The Stranger's Meursault is an insanely isolated guy. He's isolated from society, from friends, from his lover, from human emotion, and eventually from normal logic.
But don't start feeling sorry for him. His isolation is self-prescribed; Meursault isn’t exiled by any means—he separates himself. Of course, at first he doesn’t view this as a choice at all; isolation is simply the path of least resistance, the series of activities that requires the least activity and effort. By the end of the novel, the narrator realizes that he has the ability to choose; that if he wants, he can wish for a large crowd of people: he can desire to be less alone. Or he can stay as he is. But at least he's conscious of his own ability to decide.
Questions About Isolation
- The physical layout of the visiting room in prison symbolizes the chasm between upstanding citizens of society and immoral criminals in prison. Do you find Meursault more or less detached when he is in prison as compared to when he was free?

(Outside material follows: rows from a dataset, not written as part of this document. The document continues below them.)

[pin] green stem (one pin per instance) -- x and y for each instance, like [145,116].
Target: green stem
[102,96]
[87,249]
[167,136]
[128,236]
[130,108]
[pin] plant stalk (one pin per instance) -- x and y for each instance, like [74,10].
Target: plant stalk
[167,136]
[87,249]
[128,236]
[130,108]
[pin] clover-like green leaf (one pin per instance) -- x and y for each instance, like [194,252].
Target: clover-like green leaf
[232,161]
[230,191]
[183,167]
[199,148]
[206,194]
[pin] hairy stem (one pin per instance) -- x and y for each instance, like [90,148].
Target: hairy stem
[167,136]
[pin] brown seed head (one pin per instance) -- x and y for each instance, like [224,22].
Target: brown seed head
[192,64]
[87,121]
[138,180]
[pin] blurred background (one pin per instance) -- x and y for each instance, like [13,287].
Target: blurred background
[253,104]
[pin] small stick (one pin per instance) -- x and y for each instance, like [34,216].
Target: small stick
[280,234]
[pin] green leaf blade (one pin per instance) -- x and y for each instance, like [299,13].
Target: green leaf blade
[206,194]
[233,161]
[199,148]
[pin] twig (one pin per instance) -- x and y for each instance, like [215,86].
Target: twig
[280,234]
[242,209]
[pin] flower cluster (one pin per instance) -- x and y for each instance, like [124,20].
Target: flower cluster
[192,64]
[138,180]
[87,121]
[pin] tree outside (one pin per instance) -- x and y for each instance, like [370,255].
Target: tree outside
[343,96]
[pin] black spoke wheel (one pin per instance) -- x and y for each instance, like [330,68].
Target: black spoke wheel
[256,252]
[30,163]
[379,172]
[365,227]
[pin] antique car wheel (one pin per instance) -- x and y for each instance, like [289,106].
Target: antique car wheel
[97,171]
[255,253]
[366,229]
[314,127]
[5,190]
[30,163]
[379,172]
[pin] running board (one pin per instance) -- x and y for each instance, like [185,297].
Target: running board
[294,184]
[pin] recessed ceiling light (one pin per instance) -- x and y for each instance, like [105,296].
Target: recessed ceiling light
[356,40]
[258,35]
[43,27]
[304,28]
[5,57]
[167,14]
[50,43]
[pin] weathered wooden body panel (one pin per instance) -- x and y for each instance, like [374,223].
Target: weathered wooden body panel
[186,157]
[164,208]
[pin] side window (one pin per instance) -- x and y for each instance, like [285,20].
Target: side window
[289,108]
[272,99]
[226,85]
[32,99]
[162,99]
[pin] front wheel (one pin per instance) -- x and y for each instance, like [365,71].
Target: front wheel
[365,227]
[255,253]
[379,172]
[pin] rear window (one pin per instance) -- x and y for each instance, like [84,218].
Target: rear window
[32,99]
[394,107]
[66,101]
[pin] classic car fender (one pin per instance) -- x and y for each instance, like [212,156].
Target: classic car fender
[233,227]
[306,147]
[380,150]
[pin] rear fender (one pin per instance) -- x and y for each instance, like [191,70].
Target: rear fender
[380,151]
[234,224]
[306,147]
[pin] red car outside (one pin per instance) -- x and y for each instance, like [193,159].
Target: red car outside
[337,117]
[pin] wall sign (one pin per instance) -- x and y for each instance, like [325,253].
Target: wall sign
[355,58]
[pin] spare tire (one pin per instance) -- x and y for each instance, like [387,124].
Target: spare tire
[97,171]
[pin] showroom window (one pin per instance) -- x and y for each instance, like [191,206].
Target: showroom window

- Is isolation damaging to Meursault, or freeing? (Which kind of isolation, by the way? Societal? Emotional? Which impacts him the most?)
Chew on This
Content as a spectator in life, Meursault can be considered solipsistic—he's pretty sure that his self is the only self that can really be known to exist. This is his own irrational response to an irrational world.
The event most characteristic of Meursault’s detachment to this world is his refusal to see his mother one last time.